The best moment of the entertaining Celtics introductory press conference for Kyrie Irving and Gordon Hayward came when Hayward suggested LeBron James “squashed” a potential Hayward-Irving duo in Cleveland three years ago. Quoth Hayward:
“I went to Cleveland on a visit when I was a restricted free agent [in 2014]. Kyrie came in and was saying how much fun it’d be if I was on the team, kind of recruiting me to go there. Then LeBron came and that kinda squashed that whole thing. It came full circle, and here we are now.”
This got everyone chuckling and wondering if Hayward was “taking a shot” at LeBron.
But Hayward was simply stating facts. LeBron did stop him from signing an offer with Cleveland that summer, though not actively. His return to Cleveland was so stunning that it forced the Cavaliers to ditch their careful offseason plans.
Cleveland never expected to bring LeBron back in 2014
At the time, a reunion seemed ridiculous. James was coming off his fourth straight Finals appearance in Miami, while Cleveland appeared to be in shambles after a disappointing 33-win season.
Irving grumbled all year, shifting the Cavaliers into appeasement mode. They fired Mike Brown after just one season, in part because he failed to connect with Irving.
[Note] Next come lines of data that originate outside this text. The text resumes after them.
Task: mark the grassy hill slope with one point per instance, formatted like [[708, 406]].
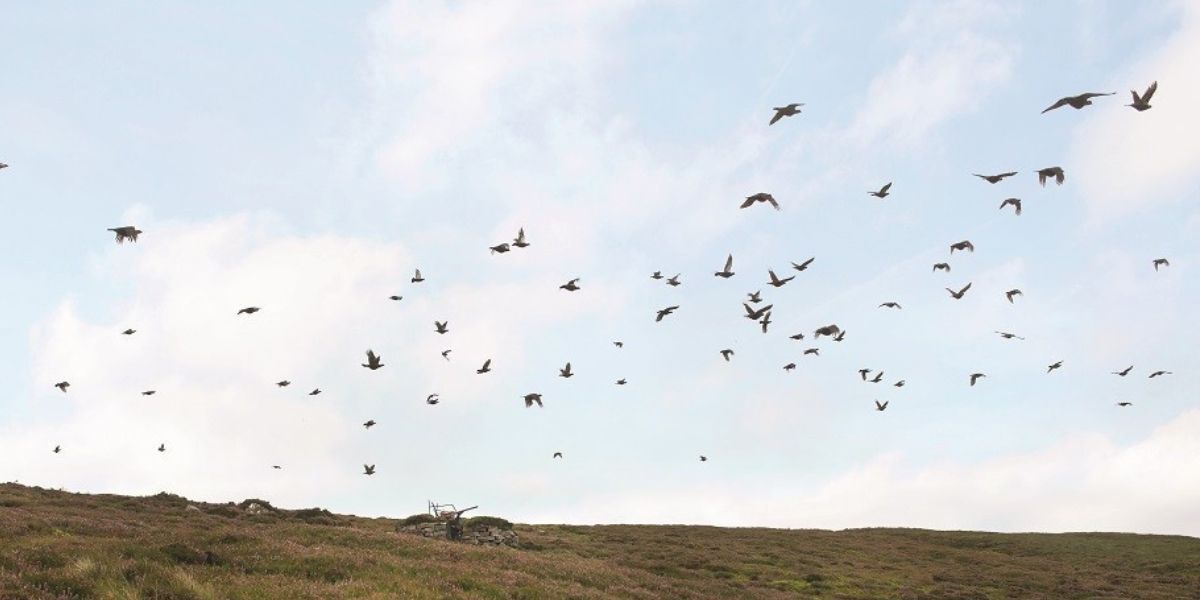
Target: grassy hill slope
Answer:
[[64, 545]]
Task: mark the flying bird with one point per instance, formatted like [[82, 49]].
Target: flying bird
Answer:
[[763, 197], [664, 312], [126, 233], [778, 282], [883, 191], [789, 111], [521, 243], [958, 295], [1055, 173], [1012, 202], [729, 268], [995, 179], [1077, 102], [372, 360]]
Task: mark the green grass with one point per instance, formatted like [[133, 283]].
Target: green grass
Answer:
[[59, 545]]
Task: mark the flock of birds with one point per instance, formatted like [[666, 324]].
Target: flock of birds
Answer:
[[760, 315]]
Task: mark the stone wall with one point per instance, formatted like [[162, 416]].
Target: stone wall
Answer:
[[487, 535]]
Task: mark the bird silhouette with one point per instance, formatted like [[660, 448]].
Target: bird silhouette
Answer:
[[789, 111], [958, 295], [778, 282], [127, 233], [729, 268], [520, 241], [1077, 102], [664, 312], [372, 360], [1143, 102], [995, 179], [763, 197], [1055, 173], [1012, 202]]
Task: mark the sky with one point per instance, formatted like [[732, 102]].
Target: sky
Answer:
[[306, 157]]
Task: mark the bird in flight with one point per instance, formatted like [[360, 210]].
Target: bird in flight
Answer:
[[789, 111], [763, 197], [372, 360], [963, 245], [126, 233], [883, 191], [778, 282], [995, 179], [1077, 102], [664, 312], [1143, 102], [1055, 173], [958, 295], [729, 268], [521, 243], [1012, 202]]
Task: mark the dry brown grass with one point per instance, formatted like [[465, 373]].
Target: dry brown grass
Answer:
[[63, 545]]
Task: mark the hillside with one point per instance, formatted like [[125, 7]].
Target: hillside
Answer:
[[64, 545]]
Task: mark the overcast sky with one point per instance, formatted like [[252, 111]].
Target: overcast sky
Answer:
[[306, 156]]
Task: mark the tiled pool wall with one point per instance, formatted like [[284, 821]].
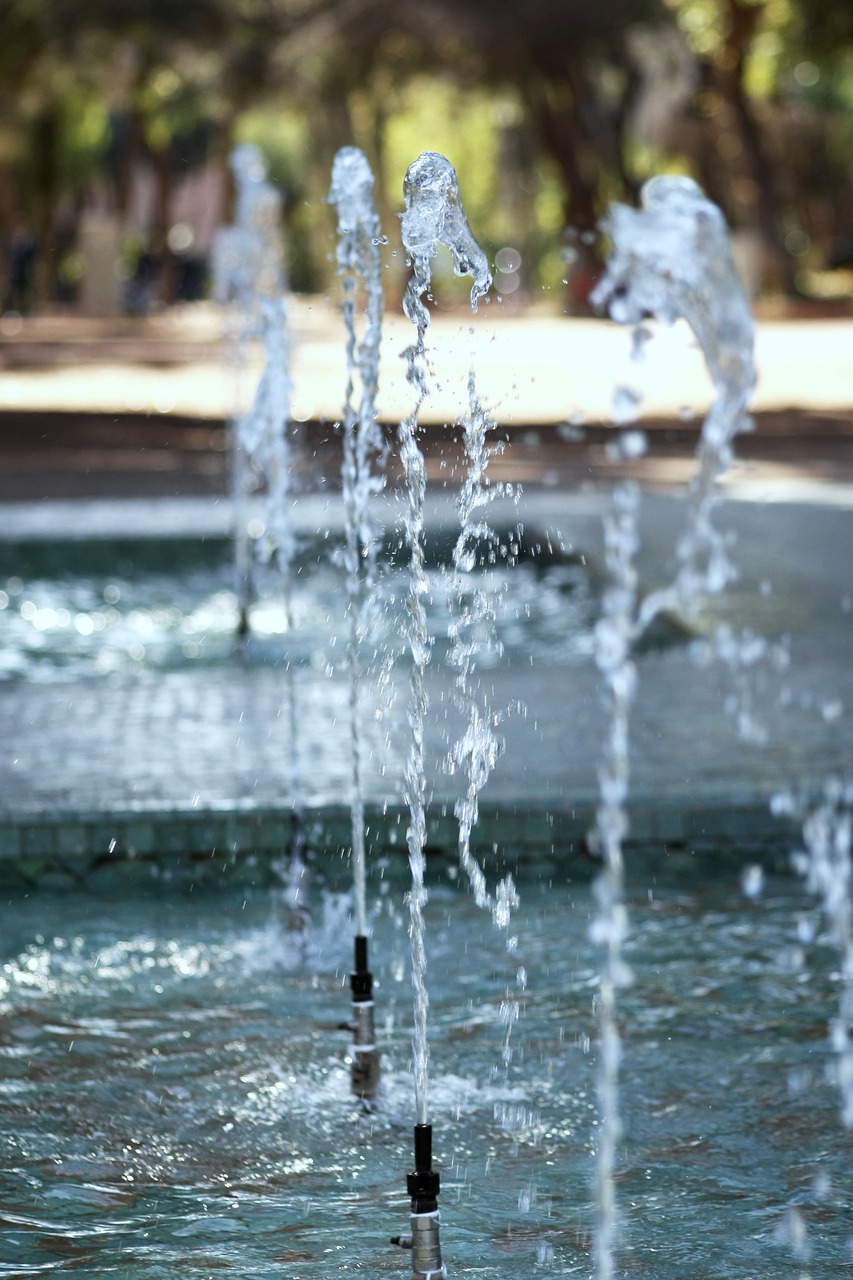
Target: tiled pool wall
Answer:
[[187, 848]]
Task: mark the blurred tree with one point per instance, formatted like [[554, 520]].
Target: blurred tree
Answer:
[[568, 62]]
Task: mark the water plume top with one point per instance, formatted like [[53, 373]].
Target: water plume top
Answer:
[[671, 259], [351, 190], [434, 216]]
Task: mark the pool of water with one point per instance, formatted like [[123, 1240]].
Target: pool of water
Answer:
[[65, 627], [174, 1092]]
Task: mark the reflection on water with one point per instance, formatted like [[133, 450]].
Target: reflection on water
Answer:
[[63, 629], [174, 1097]]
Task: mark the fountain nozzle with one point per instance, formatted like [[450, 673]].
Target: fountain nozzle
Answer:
[[423, 1187], [364, 1074]]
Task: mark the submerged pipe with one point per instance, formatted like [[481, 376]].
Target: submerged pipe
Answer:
[[423, 1187], [364, 1073]]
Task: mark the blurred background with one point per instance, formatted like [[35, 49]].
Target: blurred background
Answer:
[[117, 118]]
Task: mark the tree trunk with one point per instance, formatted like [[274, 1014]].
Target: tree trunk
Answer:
[[560, 133]]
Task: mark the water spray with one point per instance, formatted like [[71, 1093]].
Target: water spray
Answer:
[[433, 215], [359, 264], [671, 260], [423, 1187], [249, 273]]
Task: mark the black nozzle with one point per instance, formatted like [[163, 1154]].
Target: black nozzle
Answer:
[[361, 979], [424, 1183]]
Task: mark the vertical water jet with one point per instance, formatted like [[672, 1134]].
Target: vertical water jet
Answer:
[[364, 453], [249, 274], [670, 260], [433, 214]]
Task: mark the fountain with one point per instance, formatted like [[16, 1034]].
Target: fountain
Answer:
[[170, 1104], [249, 278], [359, 240]]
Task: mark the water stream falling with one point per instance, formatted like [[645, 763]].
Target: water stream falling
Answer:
[[671, 260], [473, 635], [360, 269], [364, 452], [433, 215], [249, 277]]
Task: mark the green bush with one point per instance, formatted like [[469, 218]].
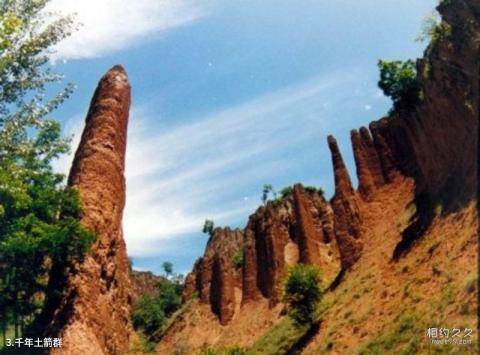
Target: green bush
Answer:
[[302, 293], [151, 312], [235, 350], [398, 80], [286, 191], [314, 189], [208, 227], [148, 314], [237, 258], [434, 29]]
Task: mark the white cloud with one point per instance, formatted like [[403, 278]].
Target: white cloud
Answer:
[[72, 129], [180, 174], [111, 25]]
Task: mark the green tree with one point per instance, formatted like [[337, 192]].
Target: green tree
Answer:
[[267, 191], [208, 227], [286, 191], [148, 314], [237, 258], [398, 80], [168, 268], [302, 292], [39, 217]]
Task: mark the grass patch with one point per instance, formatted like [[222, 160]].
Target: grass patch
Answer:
[[279, 339]]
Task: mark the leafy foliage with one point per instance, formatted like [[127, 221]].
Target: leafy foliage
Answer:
[[286, 191], [314, 189], [302, 292], [167, 267], [237, 258], [208, 227], [434, 29], [148, 314], [39, 218], [398, 80], [151, 312]]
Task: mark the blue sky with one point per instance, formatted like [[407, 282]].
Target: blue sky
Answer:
[[228, 96]]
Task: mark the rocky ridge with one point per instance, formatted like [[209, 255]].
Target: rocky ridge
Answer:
[[435, 145], [93, 316]]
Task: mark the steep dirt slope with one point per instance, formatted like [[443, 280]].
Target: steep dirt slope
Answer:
[[93, 316], [399, 253]]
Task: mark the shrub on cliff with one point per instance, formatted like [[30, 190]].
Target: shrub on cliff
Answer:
[[208, 227], [237, 259], [150, 313], [39, 218], [302, 292], [398, 80]]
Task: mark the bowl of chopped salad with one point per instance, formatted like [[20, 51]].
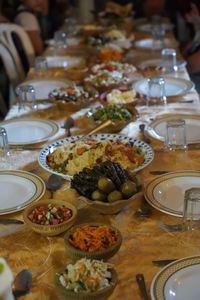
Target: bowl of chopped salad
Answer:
[[86, 279], [49, 217], [93, 241]]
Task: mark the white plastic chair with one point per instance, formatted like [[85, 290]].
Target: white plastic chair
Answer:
[[11, 71], [6, 36]]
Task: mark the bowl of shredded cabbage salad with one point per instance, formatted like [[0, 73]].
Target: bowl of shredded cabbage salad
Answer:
[[86, 279]]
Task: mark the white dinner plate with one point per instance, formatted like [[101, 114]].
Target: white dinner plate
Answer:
[[173, 86], [166, 192], [44, 86], [158, 62], [178, 280], [149, 154], [157, 129], [148, 27], [25, 131], [150, 43], [18, 189], [64, 61]]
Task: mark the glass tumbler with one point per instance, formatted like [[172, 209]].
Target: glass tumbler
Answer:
[[4, 147], [191, 210], [175, 138], [168, 60], [156, 91], [26, 98], [41, 66]]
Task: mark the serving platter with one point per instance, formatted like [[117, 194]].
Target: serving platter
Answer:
[[157, 129], [26, 131], [19, 189], [149, 154], [166, 192], [173, 86], [178, 280], [150, 43], [158, 62], [44, 86]]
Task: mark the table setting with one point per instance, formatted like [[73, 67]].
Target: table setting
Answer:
[[100, 169]]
The Cavaliers then marched to visit with Irving the first second they could when free agency began, armed with a five-year maximum contract extension and a gameplan to reshape the franchise in his image.
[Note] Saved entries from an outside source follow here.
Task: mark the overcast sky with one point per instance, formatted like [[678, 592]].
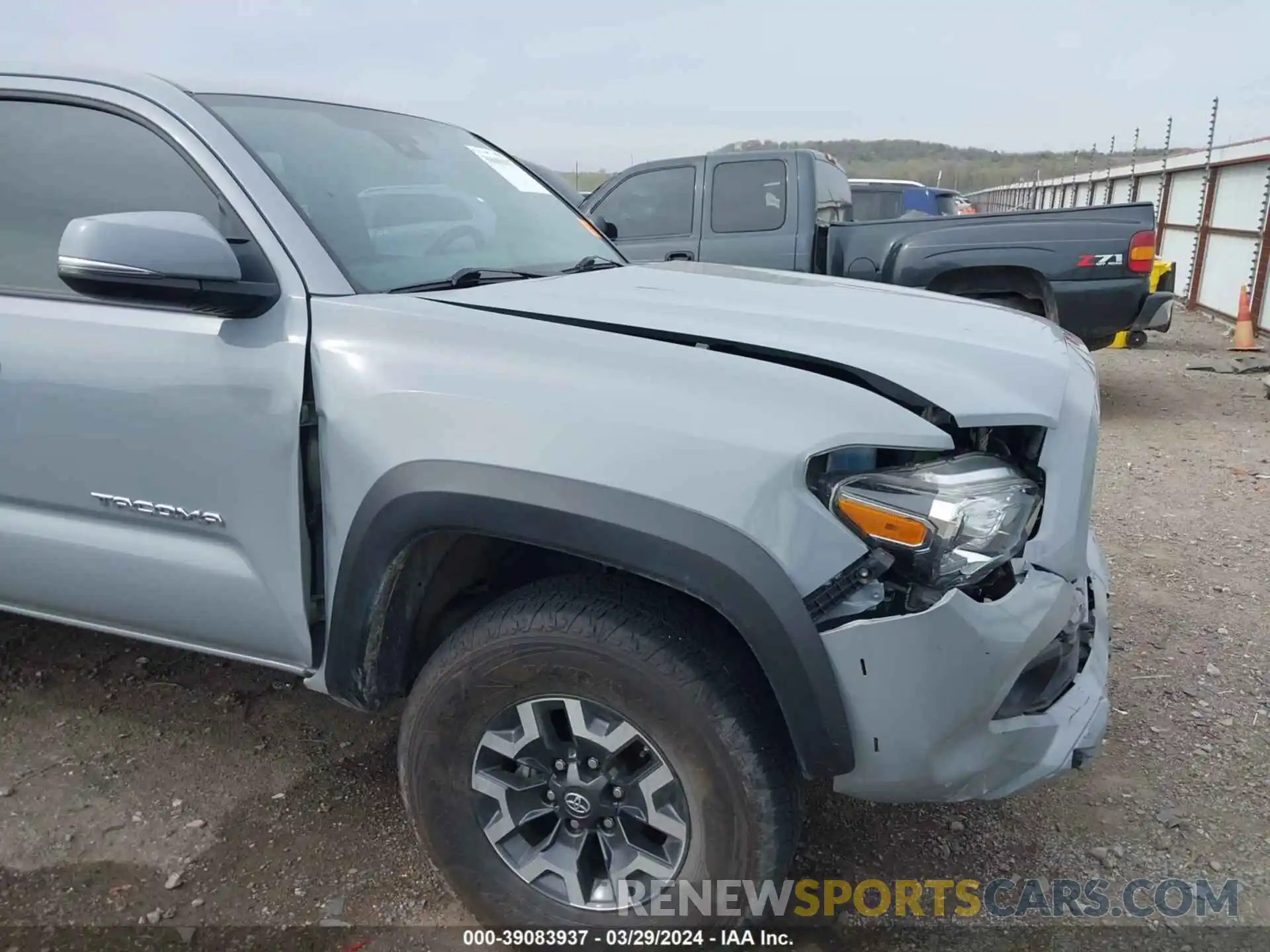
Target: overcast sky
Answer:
[[603, 83]]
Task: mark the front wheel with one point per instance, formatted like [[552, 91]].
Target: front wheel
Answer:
[[582, 742]]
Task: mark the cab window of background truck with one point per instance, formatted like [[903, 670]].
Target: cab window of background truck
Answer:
[[748, 196], [656, 204], [64, 161], [832, 193]]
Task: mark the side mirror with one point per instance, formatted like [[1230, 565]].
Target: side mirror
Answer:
[[167, 258], [606, 227]]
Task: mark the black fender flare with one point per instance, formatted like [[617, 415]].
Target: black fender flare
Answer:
[[691, 553]]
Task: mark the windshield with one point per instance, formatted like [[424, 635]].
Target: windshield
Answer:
[[402, 201]]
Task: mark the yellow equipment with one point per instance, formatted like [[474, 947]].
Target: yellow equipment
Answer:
[[1137, 338]]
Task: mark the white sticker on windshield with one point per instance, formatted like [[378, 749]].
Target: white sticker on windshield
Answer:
[[508, 169]]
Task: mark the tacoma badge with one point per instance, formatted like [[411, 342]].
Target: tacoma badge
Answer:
[[161, 509]]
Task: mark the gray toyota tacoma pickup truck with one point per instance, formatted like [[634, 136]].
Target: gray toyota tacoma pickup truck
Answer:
[[355, 395]]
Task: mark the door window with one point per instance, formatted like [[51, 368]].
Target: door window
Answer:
[[656, 204], [69, 161]]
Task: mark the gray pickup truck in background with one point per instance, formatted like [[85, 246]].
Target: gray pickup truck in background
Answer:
[[1089, 270], [353, 395]]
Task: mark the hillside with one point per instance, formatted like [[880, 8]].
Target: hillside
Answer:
[[966, 169]]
Irving felt loved and accepted the offer. Now, Cleveland needed to find him some long-term running mates. Their first choice was a restricted free agent on the Jazz.
Cleveland woos Hayward
Cleveland moved quickly to secure a meeting with Hayward, who they hoped would slot in alongside Irving and No. 1 pick Andrew Wiggins on the perimeter. James still wasn’t a Plan A, according to ESPN’s Brian Windhorst at the time:
The Cavs had been hoping to secure a meeting with LeBron James but haven't been successful and moved on to make Hayward their top free-agent target.
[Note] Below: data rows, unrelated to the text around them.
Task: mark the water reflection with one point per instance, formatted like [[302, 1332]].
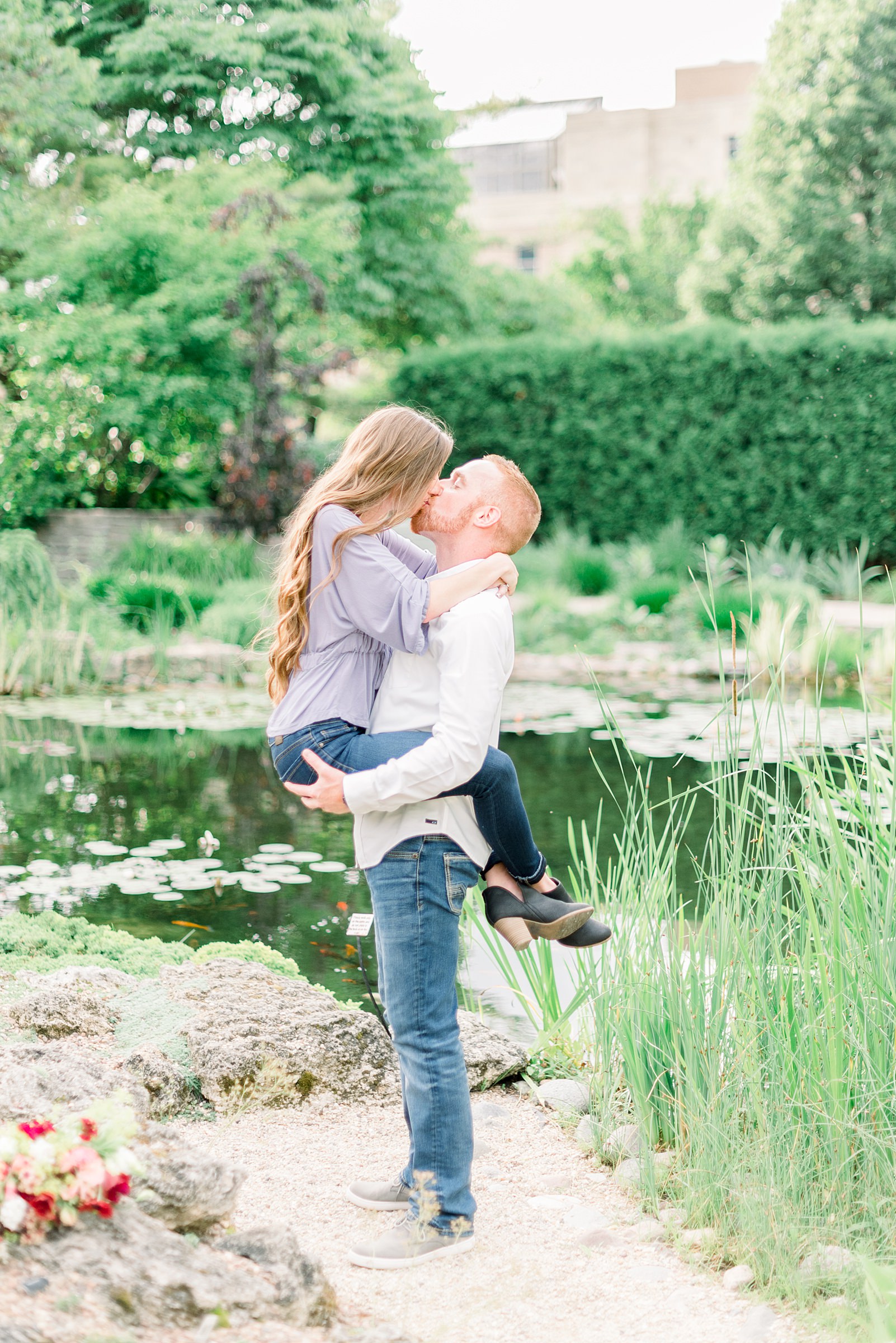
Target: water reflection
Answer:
[[119, 825]]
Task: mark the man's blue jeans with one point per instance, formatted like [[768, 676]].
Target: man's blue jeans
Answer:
[[418, 895]]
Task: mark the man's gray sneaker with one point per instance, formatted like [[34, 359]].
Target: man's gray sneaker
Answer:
[[386, 1199], [408, 1246]]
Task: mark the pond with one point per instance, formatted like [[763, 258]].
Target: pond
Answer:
[[110, 821]]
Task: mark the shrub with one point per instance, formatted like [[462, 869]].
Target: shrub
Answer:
[[238, 613], [735, 431], [50, 941], [656, 593], [191, 555], [143, 598], [587, 572], [728, 602], [27, 578]]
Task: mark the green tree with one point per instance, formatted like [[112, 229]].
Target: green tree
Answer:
[[321, 85], [46, 92], [200, 312], [810, 220], [632, 274]]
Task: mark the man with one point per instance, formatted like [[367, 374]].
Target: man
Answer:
[[422, 856]]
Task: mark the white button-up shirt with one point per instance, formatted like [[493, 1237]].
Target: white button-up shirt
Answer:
[[454, 691]]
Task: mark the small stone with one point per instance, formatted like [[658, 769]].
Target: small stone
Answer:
[[587, 1135], [827, 1261], [624, 1140], [645, 1232], [585, 1220], [598, 1237], [553, 1203], [486, 1110], [554, 1181], [35, 1284], [737, 1278], [698, 1237], [565, 1093], [628, 1173], [757, 1325]]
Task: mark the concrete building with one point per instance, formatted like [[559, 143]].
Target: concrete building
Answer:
[[541, 170]]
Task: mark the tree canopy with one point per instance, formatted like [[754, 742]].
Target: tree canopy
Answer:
[[810, 222], [632, 273], [319, 85]]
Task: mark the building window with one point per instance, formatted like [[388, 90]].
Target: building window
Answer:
[[496, 170]]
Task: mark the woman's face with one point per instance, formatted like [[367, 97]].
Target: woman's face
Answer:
[[431, 492]]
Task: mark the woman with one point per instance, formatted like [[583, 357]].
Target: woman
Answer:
[[349, 591]]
The initial meeting didn’t include owner Dan Gilbert, but Internet sleuths tracked his private plane to a location that very well might have included Hayward.
Hayward appreciated the pitch, and the offer sheet was coming, if not already there.
That is, until a phone call from James’ reps slammed the breaks on the Cavaliers’ plans. As Windhorst and ESPN’s Dave McMenamin write in Return of the King, general manager David Griffin had to focus on the James pursuit while hanging on to Hayward and Chandler Parsons merely as contingencies.
Eventually, Hayward grew tired of waiting
As LeBron kept Cleveland waiting, Hayward blinked first. He signed a four-year, $63 million offer sheet with Charlotte that Utah matched quickly. Perhaps Cleveland dodged a bullet even if James didn’t come, because Utah surely would have matched Cleveland’s offer as well.
Meanwhile, James eventually decided on Cleveland, and the Cavaliers gladly threw their Kyrie-centered plans in the trash. The two stars existed uneasily for three years until Irving requested a trade in June.
3 years later, here we are
Hayward and Irving, together at last. One’s game blossomed in Utah, the other’s either stagnated or grew more mature in Cleveland, depending on who you ask.
LeBron no longer stands in the way of their union as teammates. Instead, he just stands in the way of their success.